I have a giant bag of whole wheat flour. I have oats. I have raisins (recently purchased to stretch the supplies on hand), and I have a freezer full of meat. I have rice and dried beans, I have my home canned goods, including jars and jars of spaghetti sauce. I have one acorn squash, ten potatoes, and one onion. I have some pasta, cornmeal, and shredded coconut. I have lettuce and celery. And I have spices, sugar, agave, soy sauce and oil. And lots of butter. With this I can do wonders.
This afternoon I plan to bake an adaptation of Mollie Katzen’s 150% Whole Wheat Bread, substituting rice for wheat berries. I cook meat every night that my vegetarian stepdaughter is not here. I keep a pot of rice in the fridge at all times. I cook up beans, makeshift muffins, and boy oh boy do we eat a lot of spaghetti sauce.

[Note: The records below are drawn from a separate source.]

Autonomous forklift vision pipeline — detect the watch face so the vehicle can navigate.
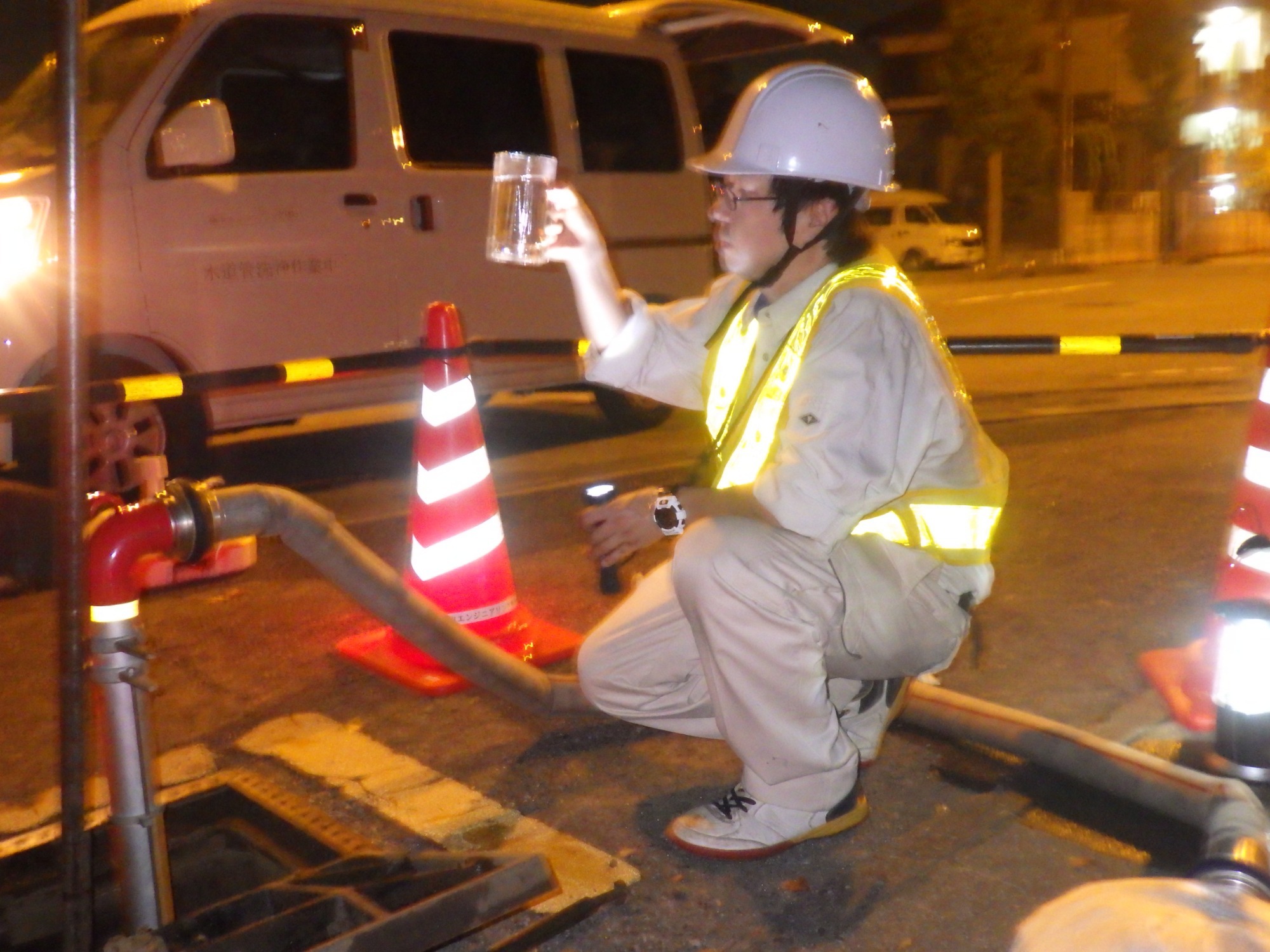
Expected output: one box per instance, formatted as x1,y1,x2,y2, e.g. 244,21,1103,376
653,504,679,529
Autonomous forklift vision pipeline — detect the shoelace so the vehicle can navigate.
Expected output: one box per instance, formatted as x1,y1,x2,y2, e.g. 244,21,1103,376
714,787,758,820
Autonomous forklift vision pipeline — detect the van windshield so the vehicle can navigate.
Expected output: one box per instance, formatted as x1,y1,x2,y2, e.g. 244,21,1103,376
0,17,183,169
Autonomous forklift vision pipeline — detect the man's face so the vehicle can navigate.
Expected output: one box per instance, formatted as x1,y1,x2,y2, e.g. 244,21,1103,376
710,175,789,281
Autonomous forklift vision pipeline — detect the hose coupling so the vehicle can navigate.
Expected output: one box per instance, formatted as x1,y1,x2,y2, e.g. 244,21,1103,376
156,477,220,562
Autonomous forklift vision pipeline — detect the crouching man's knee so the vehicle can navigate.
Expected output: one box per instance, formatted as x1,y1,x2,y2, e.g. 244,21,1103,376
671,515,772,605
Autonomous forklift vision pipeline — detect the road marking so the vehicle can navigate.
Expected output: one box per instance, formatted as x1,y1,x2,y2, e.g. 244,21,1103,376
0,744,220,857
1020,806,1151,866
0,744,216,835
935,281,1114,305
236,713,640,913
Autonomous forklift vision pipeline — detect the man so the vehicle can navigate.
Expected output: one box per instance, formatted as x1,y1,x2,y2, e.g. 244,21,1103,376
549,63,1006,859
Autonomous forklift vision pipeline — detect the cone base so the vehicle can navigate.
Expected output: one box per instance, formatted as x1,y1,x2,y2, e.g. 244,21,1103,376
1138,641,1217,731
335,605,582,697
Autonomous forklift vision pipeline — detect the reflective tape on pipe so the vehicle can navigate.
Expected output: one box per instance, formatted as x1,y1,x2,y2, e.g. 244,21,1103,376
119,373,185,404
88,600,141,625
1243,447,1270,489
1058,336,1120,357
281,357,335,383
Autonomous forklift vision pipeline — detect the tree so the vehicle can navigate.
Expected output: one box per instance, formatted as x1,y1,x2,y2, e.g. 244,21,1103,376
1125,0,1199,251
941,0,1053,254
1125,0,1198,159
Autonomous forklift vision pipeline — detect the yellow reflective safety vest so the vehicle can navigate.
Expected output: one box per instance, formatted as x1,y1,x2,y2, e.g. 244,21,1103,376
705,260,1008,565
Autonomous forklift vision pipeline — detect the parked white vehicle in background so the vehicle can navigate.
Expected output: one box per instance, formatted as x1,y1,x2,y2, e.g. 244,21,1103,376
0,0,850,489
865,188,983,272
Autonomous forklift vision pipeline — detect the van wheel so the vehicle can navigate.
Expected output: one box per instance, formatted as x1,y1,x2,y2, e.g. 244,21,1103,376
899,248,931,273
14,355,207,494
594,387,672,433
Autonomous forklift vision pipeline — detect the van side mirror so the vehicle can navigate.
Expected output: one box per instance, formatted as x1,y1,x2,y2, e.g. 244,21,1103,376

And that’s cool. That’s what this season is all about; living off the bounty you have set aside. Sadly, this move has severely interfered with my gardening, with my preserving, and with my husband’s gleaning. But I know of one apple tree in our new neighborhood, and we are walking there today. We’ll see if there’s any fruit left.
I can do this. I can craft these slim pickings into meal after meal for my family. I can light a candle, put on some music, and get in my groove. I can bake bread. I can cook beans. And the garden will rise again.